Impact of Dataset Selection on Results

A pivotal insight from this research is that the choice of clean speech corpus used to define the prior profoundly influences enhancement outcomes and can lead to overly optimistic results in simulated environments:

In-domain Clean Prior (e.g., VCTK clean on VCTK+DEMAND): Yields the highest scores (DNSMOS ~3.03) but benefits from an unrealistic overlap with the test data distribution, effectively “peeking” at the target domain.
Out-of-domain Clean Prior: Results in noticeably lower performance metrics (e.g., PESQ around 2.04), reflecting domain mismatch and some noise leakage into the speech estimate.
Real-world Dataset (CHiME-3): Using a “close-talk” channel as an in-domain clean prior can degrade performance because the reference contains environmental noise bleed-through. Conversely, employing a truly clean, out-of-domain corpus improves DNSMOS and UTMOS scores on both development and test sets, though it may slightly reduce intelligibility under stronger noise suppression.
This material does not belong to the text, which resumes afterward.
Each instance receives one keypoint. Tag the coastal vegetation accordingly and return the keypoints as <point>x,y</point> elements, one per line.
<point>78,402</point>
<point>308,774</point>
This finding underscores the necessity for transparent and careful selection of priors when reporting state-of-the-art results on simulated benchmarks.

Expert Analysis

The USE-DDP framework innovatively formulates speech enhancement as a two-source separation problem guided by data-driven priors rather than relying on metric-based optimization. The reconstruction constraint ensuring that clean speech plus noise equals the original input, combined with adversarial priors over independent datasets, provides a robust inductive bias. Leveraging pretrained neural audio codec weights further stabilizes training and improves output quality. While the approach competes well with existing unsupervised methods, it is crucial to acknowledge that the choice of clean speech prior significantly affects performance metrics, emphasizing the importance of dataset transparency in future research.